Katana uses exclusive, state-of-the-art machine learning algorithms to provide clearer insight into the health of games and applications by going beyond simple historical reporting to include the Social Value of each user. The program provides detailed projections for the outcomes, including the features, interactions and mechanics that influence the gamers or shoppers.
We’re attacking the games market, which is large and growing. Estimates range from 40 to 80bn annually. In addition, we’re now in entertainment, which is collectively much larger. The market opportunity is substantial.
What is the business model?
In gaming, we charge based on the number of monthly users in a title. Both there and in other spaces, we’ve started exploring performance-based models as well. As we see our clients leverage our technology and make a lot of money, it will start to make sense to share in the lift we generate.
What are the milestones that you plan to achieve within six months?
We’ve processed 400M consumers to date, and we are targeting hitting 1B within the next six months. Expanding our team and our product are high on our list, and a future fundraise is always possible.

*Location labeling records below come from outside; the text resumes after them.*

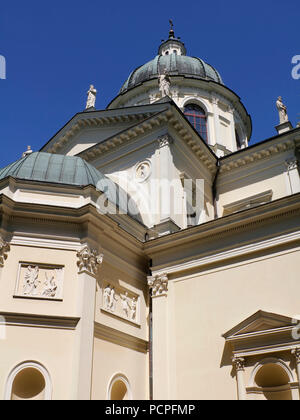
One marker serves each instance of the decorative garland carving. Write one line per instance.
(238, 363)
(89, 260)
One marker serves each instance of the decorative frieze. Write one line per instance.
(165, 140)
(121, 303)
(39, 281)
(158, 285)
(4, 249)
(89, 260)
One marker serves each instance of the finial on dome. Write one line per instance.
(28, 152)
(171, 32)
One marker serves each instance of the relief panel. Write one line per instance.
(39, 281)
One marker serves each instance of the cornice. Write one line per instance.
(39, 321)
(92, 120)
(172, 116)
(249, 156)
(124, 136)
(118, 337)
(250, 218)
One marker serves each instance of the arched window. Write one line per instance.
(119, 388)
(238, 140)
(272, 379)
(197, 117)
(28, 381)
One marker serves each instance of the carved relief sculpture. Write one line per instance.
(120, 302)
(158, 284)
(89, 260)
(4, 249)
(39, 281)
(31, 281)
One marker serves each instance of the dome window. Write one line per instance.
(197, 117)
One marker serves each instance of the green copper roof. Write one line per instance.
(69, 170)
(173, 65)
(54, 168)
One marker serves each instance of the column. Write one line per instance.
(239, 363)
(293, 175)
(88, 264)
(217, 139)
(4, 249)
(159, 289)
(296, 354)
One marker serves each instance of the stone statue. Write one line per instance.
(50, 289)
(282, 109)
(31, 281)
(164, 84)
(133, 309)
(91, 100)
(112, 299)
(125, 304)
(106, 297)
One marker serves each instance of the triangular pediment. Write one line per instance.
(259, 322)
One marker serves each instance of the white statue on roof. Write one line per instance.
(164, 84)
(282, 109)
(91, 99)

If you could be put in touch with one investor in the community who would it be and why?
It would be someone who appreciates our vision of understanding the power of human relationships. Our technology is a moon shot, not a little bit of ad tech arbitrage. Folks like Peter Thiel and Marc Andreesen have shown the ability to grok long-term disruptive technologies like ours.
What does being “Made in LA” mean to you and your company?
There are a lot of tech startups in Southern California, including folks at the Silicon Beach. It’s an exciting time to be in Los Angeles. I was a USC professor and a lot of our team were part of the USC group also located in LA so this seemed like a natural fit. Plus, living near the beach is pretty fantastic.
What else can be done to promote early stage entrepreneurship in Los Angeles?
Mid-stage funds would be useful. We have a great angel community, and only a handful of early stage investors. That middle tier step is tougher down here than in the Bay Area, and valuations are lower. There’s a great opportunity here for VCs.
What’s your favorite after work activity in Los Angeles?
I love to play live poker, and I’m lucky to live in the world’s best town for it. Between the Hustler, Bike, Commerce and many others, there is always a fun tournament.